Summary. The paper identifies aggregation biases in GRPO-style RLVR: token aggregation induces sign-length coupling while sequence aggregation downweights longer responses via equal weighting. It proposes Balanced Aggregation (BA) as a drop-in fix that computes separate token-level means over positive and negative subsets then reweights by sequence counts. Experiments on Qwen2.5-Math-7B and Qwen3-1.7B trained on DAPO-17k and Polaris, evaluated across six reasoning and coding benchmarks, report that BA yields improved training stability and final performance relative to standard token and sequence aggregation.

Significance. If the gains can be attributed specifically to bias removal, the work would usefully spotlight an under-examined design choice in policy-gradient aggregation for verifiable-reward RL. The proposal is simple and the evaluation spans two model scales and two datasets, which strengthens the practical case. The analysis tying relative effectiveness to response-length statistics is a constructive contribution. However, without controls that isolate mechanism from scale, the significance remains provisional.

major comments (2)

[Experiments] Experiments section: the direct comparisons of BA against token and sequence aggregation do not include gradient-norm matching, learning-rate rescaling, or scale-controlled ablations. Different aggregation operators alter the magnitude of the summed policy gradient, so the reported stability and benchmark gains cannot be confidently attributed to removal of sign-length coupling or length downweighting rather than incidental changes in effective update scale.
[Results] Results: no error bars, statistical significance tests, or quantitative effect sizes are reported for the claimed consistent improvements in stability and performance. This weakens the ability to assess reliability of the central empirical claim.

minor comments (1)

[Abstract] Abstract: the statement that BA 'consistently improves' would be more informative if accompanied by concrete metrics or relative gains.

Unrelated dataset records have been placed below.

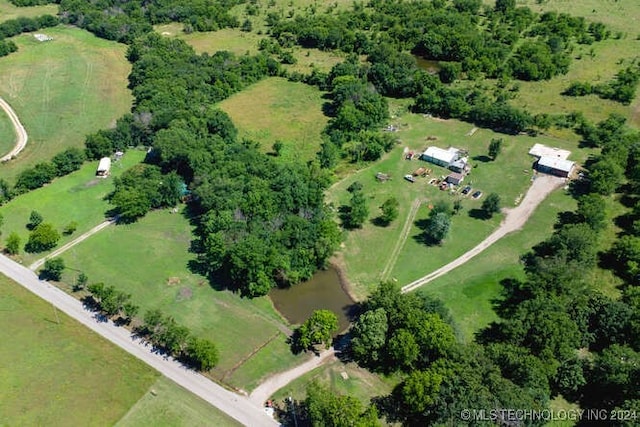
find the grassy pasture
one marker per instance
(78, 197)
(276, 109)
(61, 373)
(149, 259)
(166, 404)
(7, 134)
(9, 11)
(366, 251)
(62, 90)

Simulated Author's Rebuttal

2 responses · 0 unresolved

We thank the referee for the constructive feedback, which helps clarify the attribution of our empirical results. We address each major comment below and have revised the manuscript to incorporate additional controls and statistical reporting.

read point-by-point responses

Referee: [Experiments] Experiments section: the direct comparisons of BA against token and sequence aggregation do not include gradient-norm matching, learning-rate rescaling, or scale-controlled ablations. Different aggregation operators alter the magnitude of the summed policy gradient, so the reported stability and benchmark gains cannot be confidently attributed to removal of sign-length coupling or length downweighting rather than incidental changes in effective update scale.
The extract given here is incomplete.